Alpana Singh, owner of The Boarding House and Seven Lions
Singh has years and years of experience in the food industry in lots of different jobs. She's also an owner, who is concerned about competitive pressure. She says, "Danny Meyer's decision to eliminate tipping is understandable given the pressures and challenges restaurants are facing with increased minimum wage, paid sick leave, rising operating costs, disparity in pay between front and back of the house workers and new federal mandates. Restaurateurs want to do the right thing and take care of their people while balancing what is financially pragmatic and prudent for the health of the business."
But, she says, there's some risk: "It's also important to remain sensitive to the needs of the customer in terms of remaining competitively priced in the market."
She notes that their restaurant group is keeping a very close eye on the situation and waiting to see if there's a "critical mass" of restaurants switching.
Ina Pinkney, former owner of Ina's and columnist for the Tribune
Ina points out that in Europe serving is a profession and has always been salaried. She also points out that tipping, especially cash tipping, is always rife with fraud. "You can track the credit card sales easily, but cash is another issue. Not sure how many owners track it by making sure all cash get placed in a secure location and divided later, which is tough when people start shifts at different times."
She's concerned that servers won't like the shift, since it eliminates the instant payday. But she's optimistic that things are changing: "Danny Meyers is the smartest man in the business when it comes to customer service and innovation so I'm banking on him to change the culture."
Bruce Finkelman, partner at Dusek's, Punch House, Promontory
Finkelman is a bit wary of the change, based on his experiences in places where servers are salaried: "It's the format used in Europe, and I've got to say, my experience hasn't always been the most positive. It doesn't always translate to the best experience."
Instead of switching to a salaried system, he's interested in finding other ways to increase employees' quality of life. "At our company, we're very conscious of making sure we retain good employees, and although this brings up interesting points, I'm not sure that this is the right way to achieve that," he says. "One of the biggest things that we’re doing with our employees is to raise their quality of life. We’re sitting down and talking about their longterm goals five years down the line, and how we can reach them together as a company."

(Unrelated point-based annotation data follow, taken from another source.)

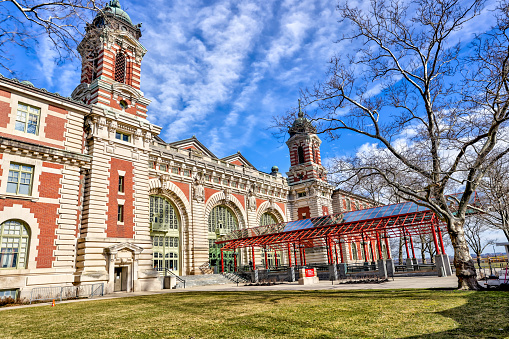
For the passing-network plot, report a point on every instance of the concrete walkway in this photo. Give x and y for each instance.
(397, 283)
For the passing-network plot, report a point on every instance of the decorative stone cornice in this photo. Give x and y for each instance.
(47, 153)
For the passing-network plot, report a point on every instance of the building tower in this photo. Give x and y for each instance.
(114, 244)
(307, 178)
(111, 63)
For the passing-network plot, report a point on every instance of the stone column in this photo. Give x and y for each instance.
(333, 272)
(382, 268)
(342, 270)
(389, 263)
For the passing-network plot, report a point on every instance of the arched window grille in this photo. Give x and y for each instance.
(222, 217)
(163, 216)
(354, 251)
(300, 151)
(14, 240)
(120, 68)
(267, 219)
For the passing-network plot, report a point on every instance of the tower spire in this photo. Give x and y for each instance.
(115, 3)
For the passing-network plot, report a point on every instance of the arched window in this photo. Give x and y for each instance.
(300, 151)
(120, 67)
(164, 222)
(267, 219)
(354, 251)
(163, 215)
(221, 217)
(14, 240)
(221, 221)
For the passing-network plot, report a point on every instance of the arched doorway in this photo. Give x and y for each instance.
(165, 234)
(221, 221)
(14, 241)
(268, 218)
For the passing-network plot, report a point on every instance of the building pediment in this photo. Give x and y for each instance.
(238, 159)
(114, 249)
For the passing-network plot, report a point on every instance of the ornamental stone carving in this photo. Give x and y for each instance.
(102, 122)
(138, 134)
(227, 197)
(89, 127)
(251, 201)
(164, 180)
(198, 190)
(113, 126)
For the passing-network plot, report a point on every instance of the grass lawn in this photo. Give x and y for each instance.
(279, 314)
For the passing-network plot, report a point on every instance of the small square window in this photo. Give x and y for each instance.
(120, 184)
(122, 136)
(20, 178)
(120, 217)
(27, 119)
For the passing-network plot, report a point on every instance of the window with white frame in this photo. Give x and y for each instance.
(27, 119)
(14, 239)
(20, 177)
(122, 136)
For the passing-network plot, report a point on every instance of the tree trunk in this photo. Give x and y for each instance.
(400, 251)
(463, 262)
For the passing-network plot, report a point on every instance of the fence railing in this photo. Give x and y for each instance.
(66, 292)
(168, 272)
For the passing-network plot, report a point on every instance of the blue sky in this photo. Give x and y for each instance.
(221, 69)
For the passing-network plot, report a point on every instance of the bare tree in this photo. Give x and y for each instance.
(495, 189)
(475, 233)
(24, 22)
(434, 117)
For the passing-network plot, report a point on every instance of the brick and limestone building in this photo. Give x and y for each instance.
(89, 193)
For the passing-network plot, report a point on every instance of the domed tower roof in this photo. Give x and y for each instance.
(301, 125)
(114, 8)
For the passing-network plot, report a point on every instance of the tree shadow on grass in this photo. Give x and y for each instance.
(484, 315)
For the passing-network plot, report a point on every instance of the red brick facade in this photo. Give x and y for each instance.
(114, 228)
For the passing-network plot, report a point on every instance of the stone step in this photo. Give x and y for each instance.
(205, 280)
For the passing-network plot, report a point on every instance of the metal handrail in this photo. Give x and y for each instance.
(231, 276)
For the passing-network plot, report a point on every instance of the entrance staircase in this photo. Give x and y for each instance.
(206, 279)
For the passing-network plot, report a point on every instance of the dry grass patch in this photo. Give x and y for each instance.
(279, 314)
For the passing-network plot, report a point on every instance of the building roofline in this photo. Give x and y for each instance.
(238, 154)
(27, 86)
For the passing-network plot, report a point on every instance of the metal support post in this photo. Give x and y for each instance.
(387, 249)
(253, 258)
(289, 255)
(266, 261)
(341, 251)
(441, 240)
(435, 239)
(222, 261)
(295, 254)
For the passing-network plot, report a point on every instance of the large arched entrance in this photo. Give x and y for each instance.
(267, 256)
(221, 221)
(165, 234)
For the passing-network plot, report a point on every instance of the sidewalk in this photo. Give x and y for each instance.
(397, 283)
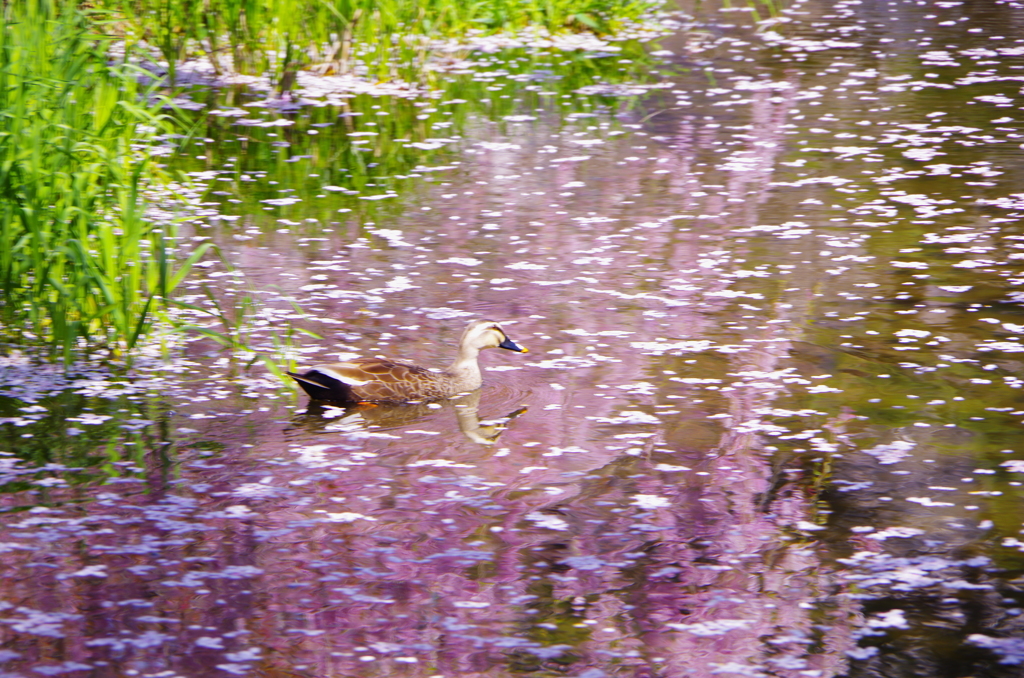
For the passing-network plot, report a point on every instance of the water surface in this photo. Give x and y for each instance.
(768, 425)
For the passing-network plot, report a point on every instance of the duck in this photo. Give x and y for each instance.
(372, 380)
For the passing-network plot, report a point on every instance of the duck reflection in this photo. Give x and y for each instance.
(321, 416)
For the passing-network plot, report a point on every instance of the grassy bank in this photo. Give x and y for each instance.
(384, 39)
(80, 264)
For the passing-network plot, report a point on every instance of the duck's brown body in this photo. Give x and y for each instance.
(375, 380)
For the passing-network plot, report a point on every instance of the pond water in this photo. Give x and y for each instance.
(770, 422)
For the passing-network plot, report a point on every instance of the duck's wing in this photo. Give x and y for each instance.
(386, 380)
(374, 380)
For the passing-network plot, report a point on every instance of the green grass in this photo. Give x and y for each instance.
(386, 38)
(81, 266)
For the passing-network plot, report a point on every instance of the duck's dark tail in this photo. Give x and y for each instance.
(320, 386)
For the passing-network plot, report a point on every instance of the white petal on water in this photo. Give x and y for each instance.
(548, 521)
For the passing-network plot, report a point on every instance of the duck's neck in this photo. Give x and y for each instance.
(465, 369)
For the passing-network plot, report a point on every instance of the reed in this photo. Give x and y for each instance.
(81, 267)
(378, 38)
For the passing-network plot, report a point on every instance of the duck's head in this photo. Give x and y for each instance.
(488, 334)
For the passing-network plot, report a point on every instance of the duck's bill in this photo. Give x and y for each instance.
(511, 345)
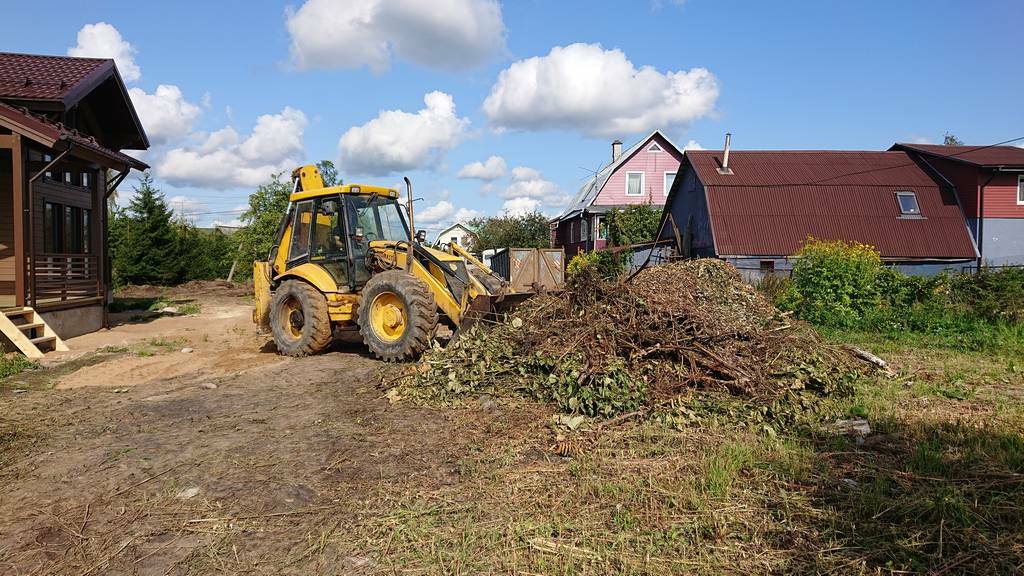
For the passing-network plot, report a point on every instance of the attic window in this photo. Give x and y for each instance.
(908, 204)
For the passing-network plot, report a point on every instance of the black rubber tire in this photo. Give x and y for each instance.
(314, 324)
(421, 311)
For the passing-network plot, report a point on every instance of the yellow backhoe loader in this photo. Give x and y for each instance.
(345, 256)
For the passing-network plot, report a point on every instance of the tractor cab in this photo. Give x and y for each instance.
(334, 228)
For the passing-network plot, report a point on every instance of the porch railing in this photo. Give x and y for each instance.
(58, 278)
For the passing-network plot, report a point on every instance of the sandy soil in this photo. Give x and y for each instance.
(228, 459)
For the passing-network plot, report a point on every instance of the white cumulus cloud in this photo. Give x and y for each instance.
(491, 169)
(101, 40)
(528, 191)
(436, 213)
(597, 92)
(166, 115)
(444, 213)
(440, 34)
(224, 159)
(397, 140)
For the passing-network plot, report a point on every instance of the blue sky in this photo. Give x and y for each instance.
(545, 86)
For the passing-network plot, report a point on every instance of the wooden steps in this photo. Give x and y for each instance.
(27, 330)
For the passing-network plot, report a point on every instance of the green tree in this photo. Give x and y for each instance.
(202, 253)
(144, 241)
(525, 231)
(949, 139)
(328, 172)
(633, 224)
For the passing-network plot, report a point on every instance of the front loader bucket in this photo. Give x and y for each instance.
(491, 307)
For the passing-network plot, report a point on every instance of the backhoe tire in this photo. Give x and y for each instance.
(397, 316)
(299, 319)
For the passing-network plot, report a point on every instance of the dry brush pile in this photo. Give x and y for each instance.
(686, 332)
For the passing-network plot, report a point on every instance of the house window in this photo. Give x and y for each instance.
(73, 230)
(907, 204)
(86, 231)
(52, 228)
(634, 183)
(67, 230)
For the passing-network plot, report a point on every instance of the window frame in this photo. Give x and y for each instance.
(899, 205)
(643, 176)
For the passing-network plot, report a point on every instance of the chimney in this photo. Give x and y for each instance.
(725, 156)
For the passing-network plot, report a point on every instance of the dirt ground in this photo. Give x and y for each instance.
(128, 455)
(131, 456)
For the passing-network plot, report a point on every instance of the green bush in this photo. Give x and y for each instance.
(633, 224)
(844, 285)
(834, 282)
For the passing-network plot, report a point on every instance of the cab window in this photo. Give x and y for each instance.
(329, 238)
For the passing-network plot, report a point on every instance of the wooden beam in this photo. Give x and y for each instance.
(17, 163)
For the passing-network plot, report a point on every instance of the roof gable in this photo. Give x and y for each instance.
(33, 77)
(88, 93)
(983, 156)
(774, 200)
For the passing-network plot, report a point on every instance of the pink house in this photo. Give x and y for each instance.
(640, 174)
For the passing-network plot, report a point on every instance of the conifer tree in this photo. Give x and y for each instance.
(147, 251)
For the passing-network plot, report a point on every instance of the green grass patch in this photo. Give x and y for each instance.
(130, 304)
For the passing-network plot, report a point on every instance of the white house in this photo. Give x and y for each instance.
(457, 233)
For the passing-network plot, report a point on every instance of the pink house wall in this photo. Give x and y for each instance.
(653, 165)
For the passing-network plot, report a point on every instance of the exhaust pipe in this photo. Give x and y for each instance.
(725, 156)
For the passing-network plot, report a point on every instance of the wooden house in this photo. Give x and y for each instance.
(64, 122)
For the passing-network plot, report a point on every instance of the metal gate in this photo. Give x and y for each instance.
(530, 269)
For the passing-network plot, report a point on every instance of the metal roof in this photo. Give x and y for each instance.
(47, 78)
(589, 191)
(773, 201)
(985, 156)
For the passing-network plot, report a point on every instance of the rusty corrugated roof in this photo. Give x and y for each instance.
(987, 156)
(774, 200)
(49, 133)
(33, 77)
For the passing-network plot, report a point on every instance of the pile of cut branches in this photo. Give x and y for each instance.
(607, 347)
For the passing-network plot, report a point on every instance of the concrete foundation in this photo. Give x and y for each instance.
(75, 322)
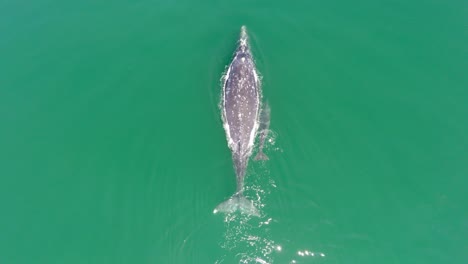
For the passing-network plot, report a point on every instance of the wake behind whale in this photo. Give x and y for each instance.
(240, 108)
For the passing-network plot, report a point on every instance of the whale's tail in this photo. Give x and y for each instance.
(237, 202)
(261, 156)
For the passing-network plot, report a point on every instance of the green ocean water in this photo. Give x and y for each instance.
(112, 148)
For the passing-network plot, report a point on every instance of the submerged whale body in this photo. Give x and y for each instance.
(240, 109)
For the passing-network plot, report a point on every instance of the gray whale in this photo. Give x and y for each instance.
(240, 107)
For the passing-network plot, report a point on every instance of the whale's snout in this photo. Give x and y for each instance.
(243, 36)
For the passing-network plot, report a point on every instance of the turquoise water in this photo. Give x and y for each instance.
(112, 148)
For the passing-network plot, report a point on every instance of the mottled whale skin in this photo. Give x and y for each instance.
(240, 107)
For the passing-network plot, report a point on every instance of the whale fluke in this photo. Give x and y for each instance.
(237, 202)
(261, 156)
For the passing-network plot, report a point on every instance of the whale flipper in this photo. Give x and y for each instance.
(237, 203)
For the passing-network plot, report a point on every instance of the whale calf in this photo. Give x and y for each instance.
(240, 108)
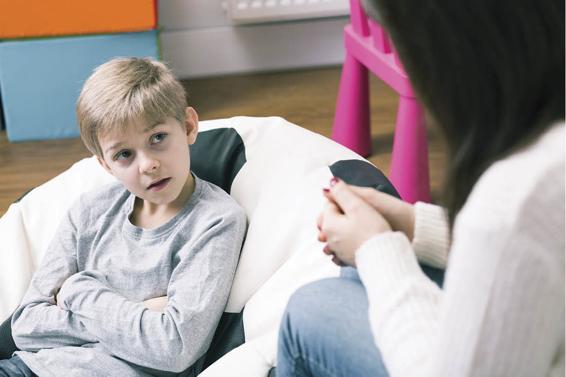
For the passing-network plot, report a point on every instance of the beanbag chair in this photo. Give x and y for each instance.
(276, 171)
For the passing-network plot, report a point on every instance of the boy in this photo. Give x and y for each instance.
(138, 274)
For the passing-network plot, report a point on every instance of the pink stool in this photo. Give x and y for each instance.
(368, 47)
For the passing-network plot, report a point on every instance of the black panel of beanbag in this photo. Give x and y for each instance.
(229, 335)
(217, 156)
(7, 345)
(362, 173)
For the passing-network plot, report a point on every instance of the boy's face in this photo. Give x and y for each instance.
(152, 161)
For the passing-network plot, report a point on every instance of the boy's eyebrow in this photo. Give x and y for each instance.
(118, 144)
(149, 128)
(114, 146)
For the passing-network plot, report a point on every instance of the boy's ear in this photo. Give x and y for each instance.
(191, 124)
(104, 164)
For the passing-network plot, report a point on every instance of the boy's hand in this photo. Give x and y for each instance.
(157, 304)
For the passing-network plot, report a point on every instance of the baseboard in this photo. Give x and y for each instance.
(254, 48)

Ferdia Doherty, co-owner of Farmhouse and the upcoming Farm Bar
Unlike some who complain that American service isn't like Europe, Doherty thinks tipping is special. "The tipping culture in America is longstanding and an ingrained part of the fabric of this nation," he says.
He also doesn't think that service comes only from great tips. "We believe that the level of service is not directly related to the level of tipping, and that great service comes from great hospitality people, a great work environment and exceptional training. We are firm believers in a good wage and benefits for all of our employees."
Will Farmhouse switch over? "[W]e will wait and see how this plays out. Chicago already has already implemented this policy with The Radler, Alinea and Grace but will others follow? I think some will try and see how it goes!”